B. Context Listening

You are going to hear a talk comparing the performance of older and younger athletes. Before you listen, look at the phrases from the talk. Which ones would you associate with young athletes and which ones would you associate with older athletes?

  • breaking records
  • strongest in the world
  • greatest increases in speed
  • peak fitness
  • physical improvement
  • four minutes quicker each year
  • Olympics
  • complete a marathon
  • set record running times

Listen and check if you were right.

Listen again and say whether these sentences are true or false. Correct the sentences that are false.

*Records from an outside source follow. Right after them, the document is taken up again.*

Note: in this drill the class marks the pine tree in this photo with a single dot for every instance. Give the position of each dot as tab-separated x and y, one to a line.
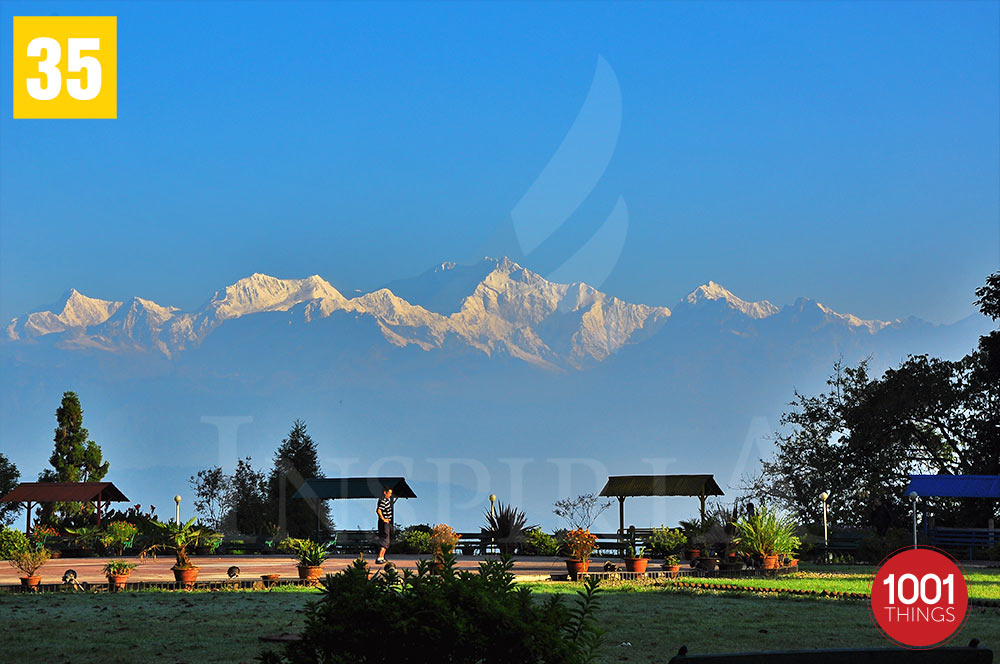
74	459
295	461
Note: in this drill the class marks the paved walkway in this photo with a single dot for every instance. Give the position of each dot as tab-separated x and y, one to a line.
213	568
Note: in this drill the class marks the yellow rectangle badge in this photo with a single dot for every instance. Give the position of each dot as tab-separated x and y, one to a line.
65	67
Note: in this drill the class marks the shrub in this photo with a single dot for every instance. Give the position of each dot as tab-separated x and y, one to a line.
460	617
417	540
539	543
12	541
665	541
443	540
581	543
767	533
311	554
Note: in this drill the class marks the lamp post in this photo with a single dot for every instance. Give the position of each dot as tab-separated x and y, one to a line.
824	497
493	512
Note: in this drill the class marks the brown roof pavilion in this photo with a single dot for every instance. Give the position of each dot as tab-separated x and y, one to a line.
64	492
623	486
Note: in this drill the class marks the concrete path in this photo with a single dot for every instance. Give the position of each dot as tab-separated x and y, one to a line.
213	568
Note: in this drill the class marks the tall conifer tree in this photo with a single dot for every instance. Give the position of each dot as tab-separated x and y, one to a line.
295	461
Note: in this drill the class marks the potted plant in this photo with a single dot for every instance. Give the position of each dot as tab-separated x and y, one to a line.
311	555
636	559
118	572
767	534
506	526
178	538
28	561
443	541
664	542
672	565
581	544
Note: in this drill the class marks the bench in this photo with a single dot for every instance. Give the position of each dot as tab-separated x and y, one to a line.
841	542
949	655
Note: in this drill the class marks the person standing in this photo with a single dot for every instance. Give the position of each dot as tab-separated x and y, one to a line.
384	512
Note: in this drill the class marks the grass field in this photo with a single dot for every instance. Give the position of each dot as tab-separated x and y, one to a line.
642	623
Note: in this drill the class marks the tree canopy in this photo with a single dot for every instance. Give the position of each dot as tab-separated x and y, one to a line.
295	461
862	438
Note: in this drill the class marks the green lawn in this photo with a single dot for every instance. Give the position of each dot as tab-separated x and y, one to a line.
644	622
982	584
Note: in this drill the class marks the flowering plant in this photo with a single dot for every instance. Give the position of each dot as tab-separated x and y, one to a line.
118	568
581	543
443	539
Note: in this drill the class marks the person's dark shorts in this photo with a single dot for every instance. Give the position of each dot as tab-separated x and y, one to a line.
384	534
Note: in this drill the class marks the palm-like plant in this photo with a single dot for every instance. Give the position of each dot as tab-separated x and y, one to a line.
177	538
507	527
767	533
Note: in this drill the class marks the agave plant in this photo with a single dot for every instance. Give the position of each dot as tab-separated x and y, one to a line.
507	527
310	553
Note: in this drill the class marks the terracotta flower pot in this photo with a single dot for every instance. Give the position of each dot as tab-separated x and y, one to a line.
637	565
185	576
30	581
577	567
117	582
310	572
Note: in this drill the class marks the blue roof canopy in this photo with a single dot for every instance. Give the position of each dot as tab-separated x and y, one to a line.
955	486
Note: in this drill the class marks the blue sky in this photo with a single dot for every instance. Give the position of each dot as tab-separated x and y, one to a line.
848	152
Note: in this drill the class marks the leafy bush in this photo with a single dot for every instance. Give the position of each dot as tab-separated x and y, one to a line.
443	540
12	541
458	616
665	541
767	533
417	540
311	554
539	543
581	543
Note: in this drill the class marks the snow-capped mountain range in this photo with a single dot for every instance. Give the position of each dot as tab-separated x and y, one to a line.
505	309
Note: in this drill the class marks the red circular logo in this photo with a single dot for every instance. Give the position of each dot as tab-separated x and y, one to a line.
919	597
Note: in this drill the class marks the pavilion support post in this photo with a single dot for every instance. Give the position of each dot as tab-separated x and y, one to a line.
621	517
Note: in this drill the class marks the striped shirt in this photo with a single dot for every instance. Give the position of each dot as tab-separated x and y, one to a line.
385	505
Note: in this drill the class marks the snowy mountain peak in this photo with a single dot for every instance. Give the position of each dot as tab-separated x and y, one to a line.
713	291
260	292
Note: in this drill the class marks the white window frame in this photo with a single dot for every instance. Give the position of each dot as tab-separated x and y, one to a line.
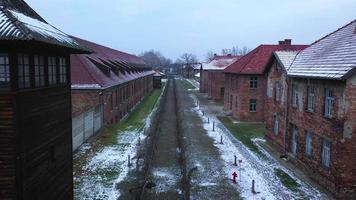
325	157
310	99
309	143
39	68
329	103
24	73
276	125
62	70
4	71
253	105
253	82
277	91
52	70
295	96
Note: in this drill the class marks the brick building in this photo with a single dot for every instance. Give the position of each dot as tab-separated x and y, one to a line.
213	77
106	85
35	105
245	82
311	101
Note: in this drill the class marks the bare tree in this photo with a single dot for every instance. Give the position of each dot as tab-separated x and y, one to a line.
155	59
187	58
209	56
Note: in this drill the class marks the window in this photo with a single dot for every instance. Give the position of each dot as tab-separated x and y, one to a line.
52	71
329	102
62	70
294	139
253	105
325	159
24	71
39	71
310	99
253	82
295	95
277	93
4	71
309	143
276	125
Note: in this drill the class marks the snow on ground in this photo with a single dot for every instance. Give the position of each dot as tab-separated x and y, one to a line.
109	166
252	168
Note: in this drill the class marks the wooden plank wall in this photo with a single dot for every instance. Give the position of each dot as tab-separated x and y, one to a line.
7	148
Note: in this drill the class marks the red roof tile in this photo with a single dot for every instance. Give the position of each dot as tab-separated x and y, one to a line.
105	67
255	61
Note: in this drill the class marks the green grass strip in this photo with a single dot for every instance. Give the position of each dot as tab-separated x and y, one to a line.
287	180
245	132
188	85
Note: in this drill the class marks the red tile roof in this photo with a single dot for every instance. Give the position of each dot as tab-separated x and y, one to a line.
255	61
105	67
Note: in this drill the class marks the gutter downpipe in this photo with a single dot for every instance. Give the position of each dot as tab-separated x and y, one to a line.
286	115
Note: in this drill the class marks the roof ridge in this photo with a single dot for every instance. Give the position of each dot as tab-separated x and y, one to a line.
17	23
106	47
353	21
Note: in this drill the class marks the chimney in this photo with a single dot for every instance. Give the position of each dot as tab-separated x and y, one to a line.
288	42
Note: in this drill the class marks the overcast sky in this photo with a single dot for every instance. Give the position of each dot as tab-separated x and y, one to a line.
195	26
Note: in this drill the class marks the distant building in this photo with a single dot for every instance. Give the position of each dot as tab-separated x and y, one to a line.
189	70
35	106
213	77
245	82
106	85
311	101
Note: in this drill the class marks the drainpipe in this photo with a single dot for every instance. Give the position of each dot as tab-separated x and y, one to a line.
286	115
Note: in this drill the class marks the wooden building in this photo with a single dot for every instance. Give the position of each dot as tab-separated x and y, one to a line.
311	101
245	82
213	77
106	85
35	105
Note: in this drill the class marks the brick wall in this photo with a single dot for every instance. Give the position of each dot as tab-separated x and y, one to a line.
340	178
215	85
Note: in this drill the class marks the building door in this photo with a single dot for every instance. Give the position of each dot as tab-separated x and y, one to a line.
231	102
294	140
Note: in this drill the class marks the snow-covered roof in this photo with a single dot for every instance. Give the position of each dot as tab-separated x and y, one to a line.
220	62
15	25
286	58
332	57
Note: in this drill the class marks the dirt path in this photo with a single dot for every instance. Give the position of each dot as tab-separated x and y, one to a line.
208	181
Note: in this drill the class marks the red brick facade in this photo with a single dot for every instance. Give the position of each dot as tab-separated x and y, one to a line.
339	130
239	95
215	85
117	101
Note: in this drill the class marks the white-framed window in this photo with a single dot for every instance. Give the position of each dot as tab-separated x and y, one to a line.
62	70
325	158
253	82
295	95
52	71
310	99
294	139
39	71
277	93
329	102
4	71
253	105
309	143
276	125
24	75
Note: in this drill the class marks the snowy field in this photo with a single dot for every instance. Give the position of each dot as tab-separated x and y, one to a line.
267	184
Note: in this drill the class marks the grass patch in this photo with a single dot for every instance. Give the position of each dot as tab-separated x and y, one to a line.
286	180
188	85
245	132
136	118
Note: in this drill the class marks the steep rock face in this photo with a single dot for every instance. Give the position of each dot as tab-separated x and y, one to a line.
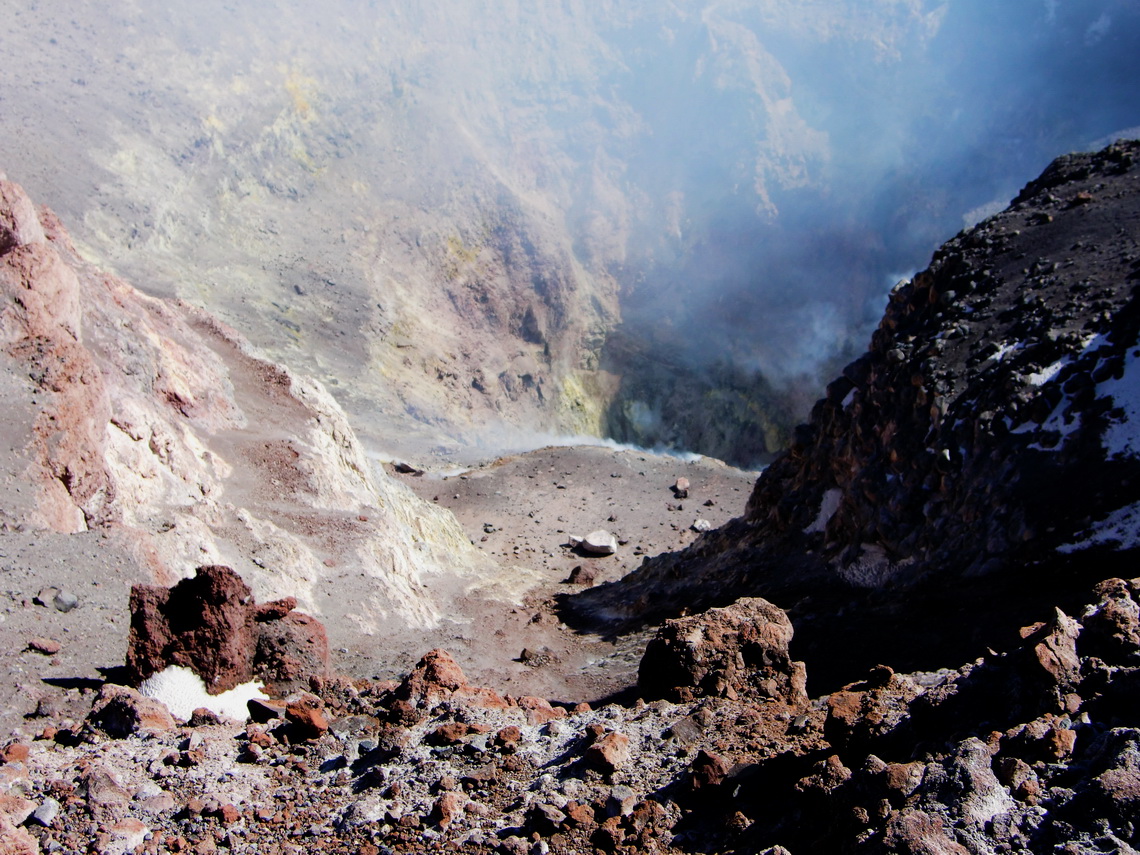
153	418
984	444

  1. Older athletes are getting faster and fitter.
  2. Runners aged 50+ are speeding up less rapidly than young runners.
  3. Women aged 60-68 running the New York marathon run on average two minutes faster each year.
  4. Older athletes are less likely to achieve their peak fitness than younger athletes.
  5. People grow weaker because they are less active than when they were younger.

Underline the language used to compare in Exercise 3.

  1. Which sentences contain adjectives?
  2. Which sentences contain adverbs?
  3. Which word is used as both an adjective and an adverb?
Show Answer Key and Audio Transcript

Answer Key

3 1 T 2 F Runners aged 50 and over are actually speeding up more rapidly that younger people. 3 F Women aged 60-68 running the New York marathon run on average four minutes faster each year. 4 F They are just as likely to achieve their peak fitness as younger athletes. 5 T

4 faster and fitter; less rapidly than; two minutes faster; less likely than; weaker; less active than 1 sentence 1 (fitter, faster) sentence 4 (likely, younger) sentence 5 (weaker, active, younger) 2 sentence 2 (rapidly) sentence 3 (faster) 3 Faster is both an adjective and an adverb.

 

Transcript

The Olympics is probably the most exciting event in the sports calendar. It’s one of the few opportunities we get to see some of the best athletes in the world competing against each other. And amazingly, each year they seem to be getting better and better. So, you might imagine that the Masters Games, which is for athletes aged 30 and over, would be less exciting to watch. Well, this may not be true for long because recent studies have shown that older athletes are getting faster and fitter.

Now, it’s true they’re not as fast as their younger counterparts, and probably younger runners will always be faster than older runners. However, runners aged 50 and over are actually speeding up more rapidly than younger people. The researchers analyzed the finishing times of 415,000 runners in the New York marathon between 1983 and 1999 and discovered that finishers from the older group showed the greatest increases in speed. Interestingly, women aged 60 to 68 improved the most markedly, running on average four minutes faster each year. Men of the same age ran just over one minute faster than previously.

Not only that, a second study proved that older athletes can achieve the same degree of physical improvement as those in their twenties and thirties. In other words, they are just as likely to achieve their peak fitness as younger athletes. 25 years ago, few 60-year-old men and even fewer women would have considered it possible to complete a marathon, let alone set record running times. The researchers concluded that people grow weaker not simply because of age, but because they don’t keep as active as they did when they were younger. It would seem that the longer athletes keep competing, the greater their chances of setting new records are.